Siamo dunque ritornati esattamente allo stesso punto di quarant’anni fa, cioè alla tenaglia tra quello che all’epoca era il berlusconismo marciante e il manettarismo del palazzo di giustizia di Milano: il che, da decenni, impedisce qualsivoglia tentativo di riformare il sistema giudiziario, che Dio solo sa se ha bisogno di interventi strutturali nell’interesse dei cittadini e della stessa democrazia. 

Lo scontro di civiltà che si rinnova porta alla radicalizzazione delle posizioni: con le sue modalità crosettian-mantovaniane il Governo aizza le resistenze corporative delle toghe – rosse o di altro colore è lo stesso – e forse anche risposte a suon di carte bollate verso esponenti della maggioranza. Sotto queste forche caudine di opposti interessi, a rimetterci è la fiducia nella giustizia da parte di chi è costretto ad assistere ancora una volta a una lotta nel fango piuttosto che a una fattiva collaborazione tra istituzioni dello Stato.
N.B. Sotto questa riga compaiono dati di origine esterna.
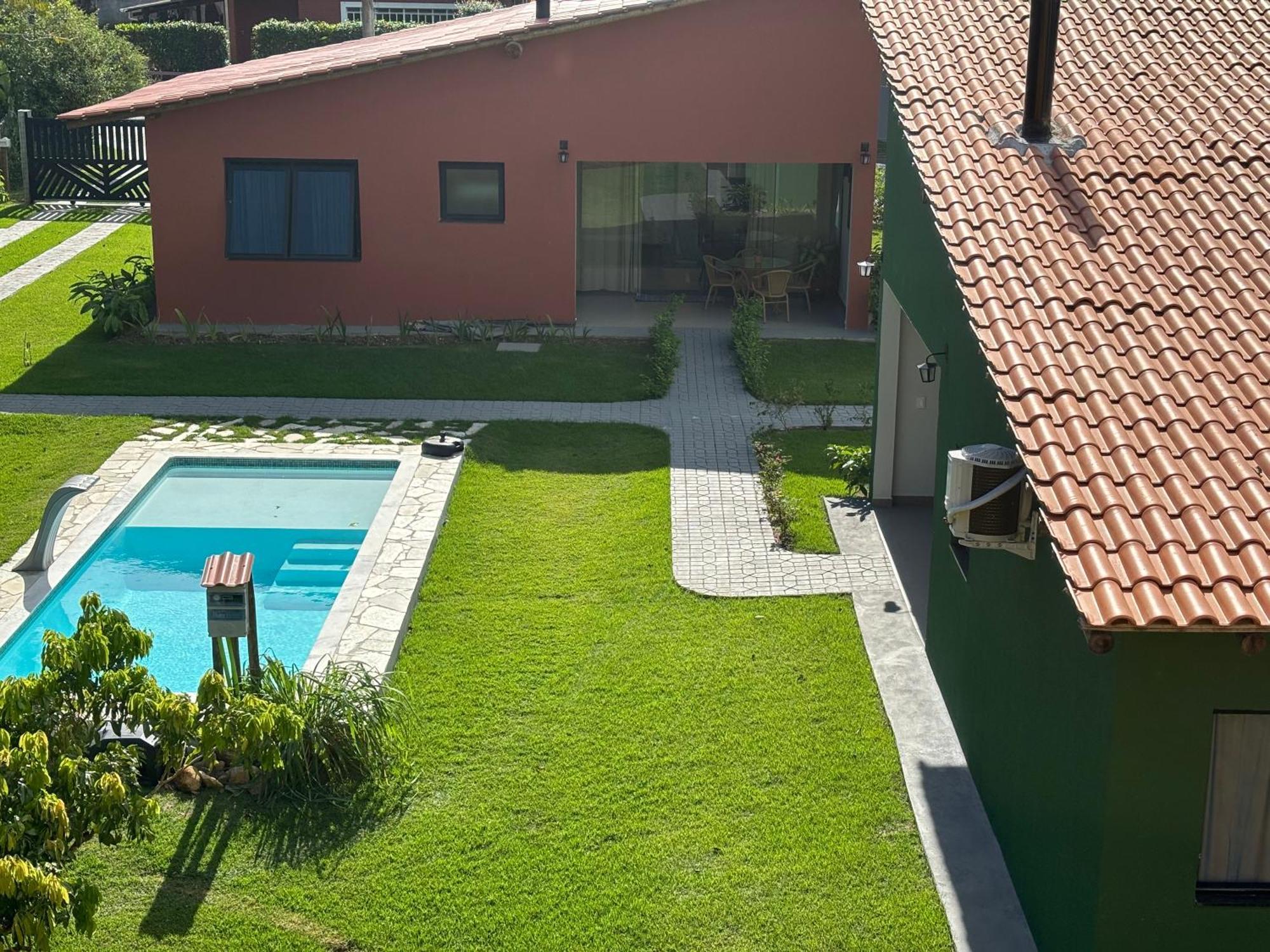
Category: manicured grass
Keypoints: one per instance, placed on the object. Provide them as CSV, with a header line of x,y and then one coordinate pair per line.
x,y
39,453
808,480
37,243
70,357
604,761
803,369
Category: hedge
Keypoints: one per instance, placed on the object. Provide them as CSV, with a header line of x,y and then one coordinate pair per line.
x,y
178,46
271,37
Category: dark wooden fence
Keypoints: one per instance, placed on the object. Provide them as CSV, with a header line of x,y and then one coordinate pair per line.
x,y
104,163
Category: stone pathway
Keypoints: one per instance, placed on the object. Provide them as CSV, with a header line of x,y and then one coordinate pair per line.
x,y
722,544
20,229
41,265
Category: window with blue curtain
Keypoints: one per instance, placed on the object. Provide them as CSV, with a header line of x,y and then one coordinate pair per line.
x,y
291,210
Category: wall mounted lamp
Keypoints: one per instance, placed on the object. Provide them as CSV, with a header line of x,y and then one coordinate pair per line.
x,y
926,369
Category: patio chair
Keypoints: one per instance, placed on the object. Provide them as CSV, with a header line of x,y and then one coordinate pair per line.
x,y
719,277
801,284
774,289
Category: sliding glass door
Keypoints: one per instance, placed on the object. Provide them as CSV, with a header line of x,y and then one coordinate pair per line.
x,y
647,228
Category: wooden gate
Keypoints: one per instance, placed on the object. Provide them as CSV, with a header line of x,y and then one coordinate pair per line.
x,y
102,163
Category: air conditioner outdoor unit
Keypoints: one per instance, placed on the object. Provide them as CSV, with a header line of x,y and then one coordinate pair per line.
x,y
989,502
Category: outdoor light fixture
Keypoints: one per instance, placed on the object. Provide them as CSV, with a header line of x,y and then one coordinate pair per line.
x,y
926,369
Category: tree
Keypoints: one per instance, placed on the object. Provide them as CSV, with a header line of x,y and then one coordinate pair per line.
x,y
59,785
59,60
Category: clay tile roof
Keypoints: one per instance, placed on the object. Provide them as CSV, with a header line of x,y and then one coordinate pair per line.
x,y
359,55
1120,295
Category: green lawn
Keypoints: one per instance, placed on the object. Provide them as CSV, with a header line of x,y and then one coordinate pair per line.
x,y
821,371
808,480
603,760
70,357
39,453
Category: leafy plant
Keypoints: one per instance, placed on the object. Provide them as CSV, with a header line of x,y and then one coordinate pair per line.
x,y
121,300
666,350
825,411
332,327
782,511
854,465
747,343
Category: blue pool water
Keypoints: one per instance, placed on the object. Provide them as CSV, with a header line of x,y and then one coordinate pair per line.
x,y
304,522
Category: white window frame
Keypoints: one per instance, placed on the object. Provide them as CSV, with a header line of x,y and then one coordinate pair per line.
x,y
401,13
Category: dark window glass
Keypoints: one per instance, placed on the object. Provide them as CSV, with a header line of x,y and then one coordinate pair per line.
x,y
291,210
472,191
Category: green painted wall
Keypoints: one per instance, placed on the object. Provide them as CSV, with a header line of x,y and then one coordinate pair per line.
x,y
1093,770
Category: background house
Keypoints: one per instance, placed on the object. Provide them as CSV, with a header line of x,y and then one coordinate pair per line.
x,y
498,166
1106,313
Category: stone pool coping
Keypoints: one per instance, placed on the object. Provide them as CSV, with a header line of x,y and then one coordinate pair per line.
x,y
374,607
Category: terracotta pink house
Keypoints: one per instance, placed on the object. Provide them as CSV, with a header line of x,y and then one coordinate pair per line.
x,y
505,166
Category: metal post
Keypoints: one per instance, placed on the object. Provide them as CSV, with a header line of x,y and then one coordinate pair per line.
x,y
25,153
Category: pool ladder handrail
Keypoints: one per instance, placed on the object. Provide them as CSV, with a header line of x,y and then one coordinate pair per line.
x,y
41,555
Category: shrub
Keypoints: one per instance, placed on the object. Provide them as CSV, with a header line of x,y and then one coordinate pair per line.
x,y
749,345
178,46
855,466
271,37
59,60
117,301
666,350
782,511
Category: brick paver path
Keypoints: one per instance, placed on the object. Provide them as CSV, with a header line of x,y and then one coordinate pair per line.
x,y
722,544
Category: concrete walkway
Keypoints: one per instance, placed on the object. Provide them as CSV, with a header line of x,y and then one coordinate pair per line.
x,y
722,545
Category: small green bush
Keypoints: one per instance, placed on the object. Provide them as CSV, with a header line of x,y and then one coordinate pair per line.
x,y
178,46
272,37
123,300
749,345
855,466
782,511
666,350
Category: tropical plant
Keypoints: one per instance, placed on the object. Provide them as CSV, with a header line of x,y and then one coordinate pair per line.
x,y
782,511
749,345
59,785
855,466
121,300
665,342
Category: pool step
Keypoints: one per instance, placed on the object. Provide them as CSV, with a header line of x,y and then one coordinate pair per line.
x,y
323,554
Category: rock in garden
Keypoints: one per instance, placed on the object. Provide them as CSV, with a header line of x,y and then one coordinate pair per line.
x,y
187,780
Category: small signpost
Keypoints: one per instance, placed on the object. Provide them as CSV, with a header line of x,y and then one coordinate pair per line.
x,y
232,614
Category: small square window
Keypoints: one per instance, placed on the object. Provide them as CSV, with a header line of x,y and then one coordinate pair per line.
x,y
472,192
1235,864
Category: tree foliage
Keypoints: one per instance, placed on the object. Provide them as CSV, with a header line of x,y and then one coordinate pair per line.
x,y
59,60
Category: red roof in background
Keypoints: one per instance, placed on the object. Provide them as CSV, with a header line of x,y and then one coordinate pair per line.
x,y
228,569
1120,296
373,53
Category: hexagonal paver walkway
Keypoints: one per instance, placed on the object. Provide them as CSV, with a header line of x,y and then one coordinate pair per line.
x,y
722,543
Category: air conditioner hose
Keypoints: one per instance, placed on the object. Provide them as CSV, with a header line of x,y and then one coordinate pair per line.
x,y
995,493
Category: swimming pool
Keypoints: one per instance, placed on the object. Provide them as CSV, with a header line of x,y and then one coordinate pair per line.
x,y
304,521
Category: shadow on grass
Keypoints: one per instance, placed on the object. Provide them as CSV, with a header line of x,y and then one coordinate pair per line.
x,y
572,447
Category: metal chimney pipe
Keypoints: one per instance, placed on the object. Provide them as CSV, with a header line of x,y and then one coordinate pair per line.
x,y
1042,51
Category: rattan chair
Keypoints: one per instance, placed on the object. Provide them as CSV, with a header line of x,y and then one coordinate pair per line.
x,y
801,284
774,289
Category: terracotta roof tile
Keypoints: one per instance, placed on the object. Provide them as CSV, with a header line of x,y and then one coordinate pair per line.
x,y
1120,296
373,53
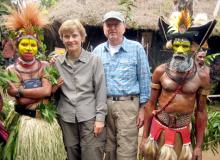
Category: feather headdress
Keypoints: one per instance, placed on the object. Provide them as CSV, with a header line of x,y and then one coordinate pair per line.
x,y
180,22
25,21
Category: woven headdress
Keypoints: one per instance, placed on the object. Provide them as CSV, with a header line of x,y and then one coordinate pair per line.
x,y
26,21
180,26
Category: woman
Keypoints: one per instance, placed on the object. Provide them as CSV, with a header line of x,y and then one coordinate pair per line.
x,y
31,136
82,104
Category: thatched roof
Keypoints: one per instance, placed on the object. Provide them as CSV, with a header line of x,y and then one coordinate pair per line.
x,y
145,14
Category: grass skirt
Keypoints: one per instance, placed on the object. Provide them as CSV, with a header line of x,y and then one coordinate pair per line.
x,y
34,139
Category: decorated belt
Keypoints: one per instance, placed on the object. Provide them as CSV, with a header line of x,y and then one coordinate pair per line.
x,y
121,98
175,120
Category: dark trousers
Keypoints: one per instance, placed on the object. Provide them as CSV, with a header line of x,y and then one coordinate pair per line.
x,y
80,142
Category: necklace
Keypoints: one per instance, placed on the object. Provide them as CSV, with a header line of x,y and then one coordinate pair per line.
x,y
26,64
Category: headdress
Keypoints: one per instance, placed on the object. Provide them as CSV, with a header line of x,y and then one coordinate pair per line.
x,y
27,21
181,26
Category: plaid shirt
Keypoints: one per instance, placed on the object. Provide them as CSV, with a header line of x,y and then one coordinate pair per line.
x,y
127,71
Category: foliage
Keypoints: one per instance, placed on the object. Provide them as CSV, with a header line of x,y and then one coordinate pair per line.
x,y
6,76
210,58
52,74
212,133
48,111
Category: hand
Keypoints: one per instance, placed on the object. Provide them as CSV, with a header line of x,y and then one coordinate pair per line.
x,y
141,146
197,154
53,58
98,127
140,118
12,89
60,81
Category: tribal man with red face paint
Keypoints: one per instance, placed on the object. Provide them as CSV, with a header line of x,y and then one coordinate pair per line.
x,y
176,87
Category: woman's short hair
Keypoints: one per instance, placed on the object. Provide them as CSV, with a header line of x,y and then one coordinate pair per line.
x,y
70,26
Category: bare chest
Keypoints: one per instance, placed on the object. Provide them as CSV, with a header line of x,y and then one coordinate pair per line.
x,y
189,87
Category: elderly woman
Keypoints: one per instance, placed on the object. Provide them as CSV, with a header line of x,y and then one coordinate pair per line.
x,y
31,136
82,104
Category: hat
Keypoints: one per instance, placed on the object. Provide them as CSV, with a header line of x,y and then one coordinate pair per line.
x,y
115,15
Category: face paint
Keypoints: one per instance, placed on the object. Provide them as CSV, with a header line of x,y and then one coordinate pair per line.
x,y
27,48
181,46
182,58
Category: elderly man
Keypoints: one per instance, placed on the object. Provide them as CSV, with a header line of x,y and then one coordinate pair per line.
x,y
128,78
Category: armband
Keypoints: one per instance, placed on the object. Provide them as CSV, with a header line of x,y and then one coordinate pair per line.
x,y
204,92
155,86
19,93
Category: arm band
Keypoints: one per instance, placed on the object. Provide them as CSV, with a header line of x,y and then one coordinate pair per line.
x,y
155,86
204,92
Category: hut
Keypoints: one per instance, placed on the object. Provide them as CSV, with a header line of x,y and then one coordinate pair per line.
x,y
142,27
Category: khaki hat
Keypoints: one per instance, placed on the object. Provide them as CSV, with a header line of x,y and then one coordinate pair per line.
x,y
114,15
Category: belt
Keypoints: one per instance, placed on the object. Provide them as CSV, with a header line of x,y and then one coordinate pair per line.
x,y
174,121
28,112
121,98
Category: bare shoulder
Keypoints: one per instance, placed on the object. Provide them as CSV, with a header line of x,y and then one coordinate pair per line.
x,y
44,63
11,68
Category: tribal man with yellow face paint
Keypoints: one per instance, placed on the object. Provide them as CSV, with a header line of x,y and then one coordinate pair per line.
x,y
31,94
27,49
177,86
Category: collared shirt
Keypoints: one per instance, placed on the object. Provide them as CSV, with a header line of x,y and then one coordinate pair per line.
x,y
83,94
127,71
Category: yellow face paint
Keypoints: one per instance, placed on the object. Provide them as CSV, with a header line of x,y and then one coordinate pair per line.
x,y
27,46
181,46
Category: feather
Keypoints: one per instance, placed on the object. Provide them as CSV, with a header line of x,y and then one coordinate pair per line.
x,y
26,19
180,21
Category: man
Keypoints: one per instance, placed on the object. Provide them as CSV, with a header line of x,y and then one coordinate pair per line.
x,y
128,78
82,105
200,57
176,87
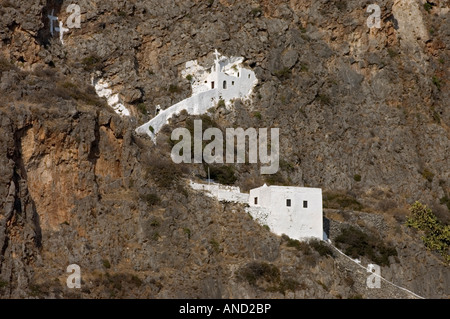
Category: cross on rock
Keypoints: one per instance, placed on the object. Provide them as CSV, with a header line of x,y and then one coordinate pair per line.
x,y
61,31
52,19
217,54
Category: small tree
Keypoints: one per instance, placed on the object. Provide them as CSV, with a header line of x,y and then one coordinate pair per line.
x,y
437,235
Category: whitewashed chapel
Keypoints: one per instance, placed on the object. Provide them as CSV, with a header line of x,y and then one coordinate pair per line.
x,y
294,211
226,80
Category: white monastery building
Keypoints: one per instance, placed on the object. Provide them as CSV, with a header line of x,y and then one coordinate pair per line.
x,y
294,211
225,80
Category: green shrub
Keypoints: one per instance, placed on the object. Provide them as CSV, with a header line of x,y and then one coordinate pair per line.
x,y
436,234
356,243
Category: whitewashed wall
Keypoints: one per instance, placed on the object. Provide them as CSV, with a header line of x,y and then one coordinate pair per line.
x,y
295,221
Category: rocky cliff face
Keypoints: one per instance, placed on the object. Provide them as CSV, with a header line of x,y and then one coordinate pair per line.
x,y
363,113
Dice Sabino Cassese nel recentissimo libro-intervista con Alessandra Sardoni “Le strutture del potere” (Laterza): «La fiducia dei cittadini nei giudici era al sessantotto per cento nel 2010. È passata al trentanove per cento nel 2021. L’ordine giudiziario non risponde alla domanda sociale di giustizia, non è in sintonia con il Paese. È diventato uno Stato nello Stato».

Sono parole definitive. Bisognerà vedere se il primo Stato riuscirà a far rientrare il secondo Stato. Con questi chiari di luna, tra gli opposti estremismi di Fratelli d’Italia e Associazione Nazionale Magistrati, c’è poco da essere ottimisti.